MÍDIA CENTER

Colegiado realiza audiência pública sobre saúde, doenças vetoriais e meio ambiente

Publicado em: 11/09/2019 23:10
Setor responsável: Notícia

NeuzaMenezes/AgênciaALBA
A Comissão de Meio Ambiente e Recursos Hídricos da Assembleia realizou, nesta quarta-feira (11), audiência pública sobre saúde, doenças vetoriais e meio ambiente. No evento, proposto pelo presidente do colegiado, José de Arimateia (Republicanos) e que reuniu especialistas da área de saúde, gestores e representantes da sociedade civil, ficou evidente a urgência de investimento em ações de saneamento básico e desenvolvimento social, assim como ações integradas e campanhas de conscientização sobre educação ambiental na Bahia.

Participaram da mesa de debate, além do deputado proponente, o técnico da área ambiental da Diretoria de Vigilância Sanitária e Ambiental do Estado (Divida), Rui Murici; a coordenadora do Programa de pós-graduação em Saúde, Ambiente e Trabalho da Faculdade de Medicina na Ufba, Rita da Cássia Franco Rego; o médico infectologista e epidemiologista, professor da Faculdade de Medicina da Ufba e pesquisador em Saúde Pública da Fiocruz, Guilherme de Souza; e Daniel Viana, representando o secretário de Saúde de Salvador, Leo Prates.

Dados coletados em fevereiro deste ano, dão conta de 2.592 casos prováveis de dengue, 107 de chikungunya e 27 de zika. Em comparação com o mesmo período de 2018, houve um aumento de 226% para os casos prováveis de dengue, redução de 82,1% para os casos suspeitos de zika e redução de 53,6% para os casos suspeitos de chikungunya. 

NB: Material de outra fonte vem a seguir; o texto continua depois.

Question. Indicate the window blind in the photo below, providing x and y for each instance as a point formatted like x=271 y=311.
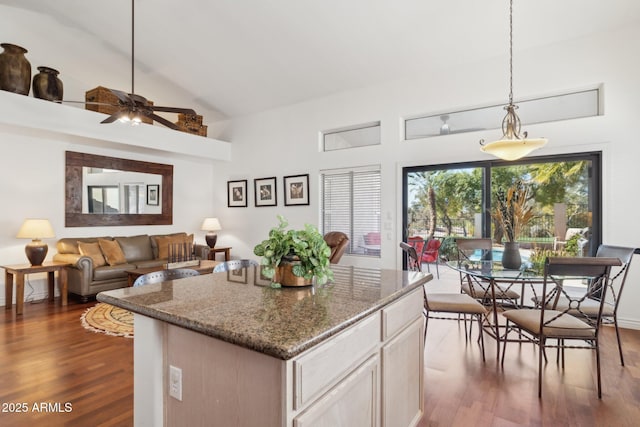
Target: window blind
x=351 y=204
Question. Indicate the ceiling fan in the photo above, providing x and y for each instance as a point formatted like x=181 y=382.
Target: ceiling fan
x=131 y=106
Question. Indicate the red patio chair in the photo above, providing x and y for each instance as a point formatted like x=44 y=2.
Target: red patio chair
x=431 y=253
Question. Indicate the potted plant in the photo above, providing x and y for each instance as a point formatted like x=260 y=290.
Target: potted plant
x=294 y=257
x=513 y=211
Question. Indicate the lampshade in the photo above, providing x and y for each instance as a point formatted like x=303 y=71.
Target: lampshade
x=211 y=225
x=513 y=149
x=36 y=229
x=511 y=146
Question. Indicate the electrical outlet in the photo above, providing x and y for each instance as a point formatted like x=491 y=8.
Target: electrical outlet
x=175 y=382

Um dos palestrantes da audiência, o médico infectologista e epidemiologista, professor da Faculdade de Medicina da Ufba e pesquisador em Saúde Pública da Fiocruz, Guilherme de Souza Ribeiro falou sobre as razões de surgimento das arboviroses como problemas de saúde pública, entre elas a rápida urbanização no Brasil, com o crescimento desorganizado das cidades e a insuficiência do serviço de saneamento básico. Também o uso indiscriminado de inseticida foi apontado como uma prática promovedora de desequilíbrio ambiental. “Há um grande comércio desses produtos em condomínios, hotéis e bairros de luxo da cidade, que borrifam o inseticida à vontade”, conta. 

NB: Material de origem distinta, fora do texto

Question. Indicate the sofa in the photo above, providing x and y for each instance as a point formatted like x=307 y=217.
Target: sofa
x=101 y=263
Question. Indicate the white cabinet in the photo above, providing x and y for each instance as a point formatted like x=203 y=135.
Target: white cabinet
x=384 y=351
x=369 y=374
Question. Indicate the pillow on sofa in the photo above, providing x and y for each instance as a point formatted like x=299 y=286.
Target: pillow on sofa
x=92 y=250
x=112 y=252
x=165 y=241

Entre as estratégias utilizadas para enfrentar o problema, Guilherme sugeriu, além do combate ao vetor, o investimento nas áreas de educação e na mobilização social, ações intersetoriais para a redução da desigualdade social, melhoria das questões ambientais e do saneamento básico, e suporte para os setores de pesquisa, ciência e tecnologia.

Coube à coordenadora do Programa de pós-graduação em Saúde, Ambiente e Trabalho da Faculdade de Medicina na Ufba, Rita Franco Rego, discorrer sobre Saneamento e zika no Brasil. Ela aproveitou para cobrar aos parlamentares a regulamentação das leis instituem a política estadual de saneamento básico e a  política estadual de resíduo sólido.

Entre os parlamentares presentes, Osni Cardoso (PT) propôs a introdução e ampliação de debates sobre transição ecológica “e que essa discussão não pare aqui e não seja só pra nós, que chegue massivamente à sociedade para que todos saibam a importância de se cuidar”.


 DOENÇAS VETORIAIS

Para José de Arimateia, o sucesso no combate às doenças vetoriais depende, principalmente, da integração dos poderes públicos, instituições e sociedade. Segundo o parlamentar, as aulas de educação ambiental, nas escolas municipais e estaduais, são fundamentais para a conscientização do público, a partir do alinhamento com a União dos Municípios da Bahia. Também enfatizou a necessidade de elaboração de projeto de lei para o controle do Estado no que tange à utilização dos inseticidas utilizados pelas empresas privadas.